AI agents burn cash. Recent reports indicate AI task costs can exceed human wages. Microsoft data highlights this inefficiency. Agents loop until completion. Without limits, loops run forever. Your bill spikes. You need hard guardrails.
This tutorial adds a budget breaker to your agent loop. We will track tokens in real-time. We will stop execution when costs hit a threshold.
Step 1: Instrument Token Counting
You cannot manage what you do not measure. Most SDKs hide token usage. You must expose it. Wrap your LLM call. Capture prompt_tokens and completion_tokens.
``python
def track_usage(response):
usage = response.usage
total = usage.prompt_tokens + usage.completion_tokens
return total
`Store this count in a session variable. Do not rely on external dashboards. They update too slowly. You need immediate feedback within the code execution path. Log every transaction to a local database or Redis cache. This ensures you have an audit trail if billing disputes arise later.
Step 2: Define Hard Budget Limits
Set a dollar cap per task. $5.00 is a safe starting point for internal tools. Consumer-facing features need lower limits.
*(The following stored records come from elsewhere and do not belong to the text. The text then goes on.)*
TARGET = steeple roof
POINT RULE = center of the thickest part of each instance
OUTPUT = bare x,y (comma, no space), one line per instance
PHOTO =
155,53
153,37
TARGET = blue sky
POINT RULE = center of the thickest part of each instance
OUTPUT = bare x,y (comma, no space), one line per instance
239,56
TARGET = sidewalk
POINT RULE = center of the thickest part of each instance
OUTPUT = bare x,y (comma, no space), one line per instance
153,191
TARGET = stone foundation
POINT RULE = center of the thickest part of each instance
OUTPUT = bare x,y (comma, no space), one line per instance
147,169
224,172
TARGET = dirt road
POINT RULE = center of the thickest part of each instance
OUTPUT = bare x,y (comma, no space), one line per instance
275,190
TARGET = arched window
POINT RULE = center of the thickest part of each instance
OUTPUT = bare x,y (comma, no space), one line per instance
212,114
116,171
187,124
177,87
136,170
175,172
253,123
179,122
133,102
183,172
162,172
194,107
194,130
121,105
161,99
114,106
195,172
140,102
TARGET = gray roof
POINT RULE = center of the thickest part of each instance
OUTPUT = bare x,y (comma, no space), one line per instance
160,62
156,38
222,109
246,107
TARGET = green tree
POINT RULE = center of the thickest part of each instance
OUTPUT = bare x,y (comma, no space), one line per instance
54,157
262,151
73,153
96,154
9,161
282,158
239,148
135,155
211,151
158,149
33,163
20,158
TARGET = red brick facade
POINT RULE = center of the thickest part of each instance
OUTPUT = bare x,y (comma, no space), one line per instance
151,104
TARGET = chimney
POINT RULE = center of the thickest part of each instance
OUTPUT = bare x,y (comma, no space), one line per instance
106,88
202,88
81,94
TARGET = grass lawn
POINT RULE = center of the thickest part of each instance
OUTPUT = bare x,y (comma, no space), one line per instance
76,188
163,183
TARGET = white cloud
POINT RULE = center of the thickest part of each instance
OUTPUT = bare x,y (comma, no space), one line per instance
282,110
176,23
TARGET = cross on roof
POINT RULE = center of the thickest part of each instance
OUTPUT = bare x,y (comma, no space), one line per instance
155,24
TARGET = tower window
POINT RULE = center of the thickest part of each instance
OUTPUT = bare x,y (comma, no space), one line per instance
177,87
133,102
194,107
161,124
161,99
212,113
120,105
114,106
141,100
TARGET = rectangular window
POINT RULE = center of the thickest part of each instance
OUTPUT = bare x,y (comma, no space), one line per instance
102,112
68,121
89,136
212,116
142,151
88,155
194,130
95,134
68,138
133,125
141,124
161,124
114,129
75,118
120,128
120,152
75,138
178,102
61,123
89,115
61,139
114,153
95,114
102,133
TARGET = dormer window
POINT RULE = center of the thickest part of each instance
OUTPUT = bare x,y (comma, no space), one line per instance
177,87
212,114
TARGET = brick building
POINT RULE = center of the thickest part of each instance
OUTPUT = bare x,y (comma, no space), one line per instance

Calculate cost per token based on your model. GPT-4o costs roughly $0.03 per 1k input tokens.
`python
MAX_BUDGET_CENTS = 500 # $5.00
COST_PER_TOKEN = 0.00003 # Approximate rate
`Convert tokens to currency immediately. Do not wait for the monthly bill. Compare the running total against your limit before every new API call. Multiply your accumulated token count by the model's specific rate. Different models have different pricing tiers. Hardcode these rates in a config file so you can update them without redeploying code when providers change pricing.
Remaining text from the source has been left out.